Banks that fail stress tests will, “in the worst case,” need government aid to strengthen their balance sheets, German Finance Minister Wolfgang Schaeuble said today.
“The goal is to make it clear that European banks are stable and wherever there are problems, there have to be consequences,” Schaeuble said on Deutschlandradio. The tests “won’t create disturbances, but rather clarity,” he said.
Stress Tests
European Union regulators are examining the strength of 91 banks to determine whether they can survive potential losses on sovereign-bond holdings.
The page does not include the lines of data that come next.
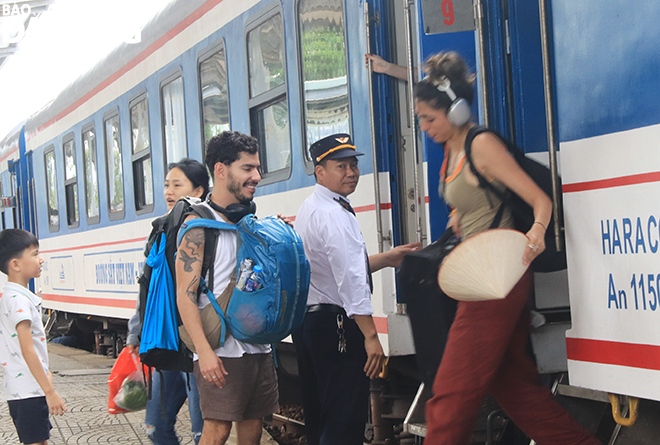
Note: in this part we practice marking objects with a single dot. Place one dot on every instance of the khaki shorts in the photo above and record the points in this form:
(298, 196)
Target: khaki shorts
(250, 391)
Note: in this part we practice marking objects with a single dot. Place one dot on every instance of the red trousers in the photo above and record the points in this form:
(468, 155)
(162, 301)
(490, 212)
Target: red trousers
(485, 354)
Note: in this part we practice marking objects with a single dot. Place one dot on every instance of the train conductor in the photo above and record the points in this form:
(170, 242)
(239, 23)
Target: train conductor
(337, 345)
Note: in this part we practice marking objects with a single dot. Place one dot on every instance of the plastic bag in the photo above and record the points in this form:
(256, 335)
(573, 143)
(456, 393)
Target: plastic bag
(125, 365)
(132, 395)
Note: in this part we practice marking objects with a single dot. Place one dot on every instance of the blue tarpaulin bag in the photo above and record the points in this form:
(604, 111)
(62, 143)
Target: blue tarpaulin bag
(269, 314)
(160, 343)
(160, 327)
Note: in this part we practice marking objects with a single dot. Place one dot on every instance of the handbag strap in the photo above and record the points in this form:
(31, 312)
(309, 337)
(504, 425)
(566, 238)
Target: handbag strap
(505, 196)
(223, 318)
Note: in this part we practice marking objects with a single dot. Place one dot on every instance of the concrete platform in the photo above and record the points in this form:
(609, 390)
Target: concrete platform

EU finance ministers will gather in Brussels today to discuss the procedure of stress tests and the disclosure of its findings.
“There are concerns that stress tests will prove to be insufficient to dispel underlying concerns about the depth of the sovereign problem in the region,” said Shuzo Kakuta, a senior foreign-exchange adviser at Tokyo Tomin Bank Ltd. “The euro will remain under pressure.”
Spain, Portugal and Ireland face a 20 percent risk of having to restructure their public debt, while the likelihood is 40 percent for Greece and 10 percent for Italy, said Robert Mundell, a Columbia University professor who won the Nobel Prize in 1999 for research that helped lay the foundation for Europe’s single currency. He spoke in an interview with Bloomberg Television in Siena, Italy, on July 11.
U.S. Earnings
The yen had fallen earlier as earnings from Alcoa Inc., the largest U.S. aluminum producer, stoked optimism about corporate profits in the world’s biggest economy.
“There is emerging optimism that the ongoing quarterly reporting will underscore continued profit growth at U.S. companies,” said Hiroshi Higa, senior strategist in Tokyo at MoneySquare Japan Inc., an online currency trading company. “Such a view will ease risk aversion and put some downward pressure on the yen.”
Alcoa said second-quarter earnings from continuing operations were 13 cents a share, exceeding the 11-cent average estimate of 17 analysts surveyed by Bloomberg. The stock rallied more than 3 percent in extended trading.
Profits for S&P 500 companies are projected to have increased 34 percent in the April-June period, and by the same amount in 2010, according to analysts’ estimates compiled by Bloomberg. A total of 23 companies in the S&P 500, including Google Inc. and Citigroup Inc., will report earnings this week.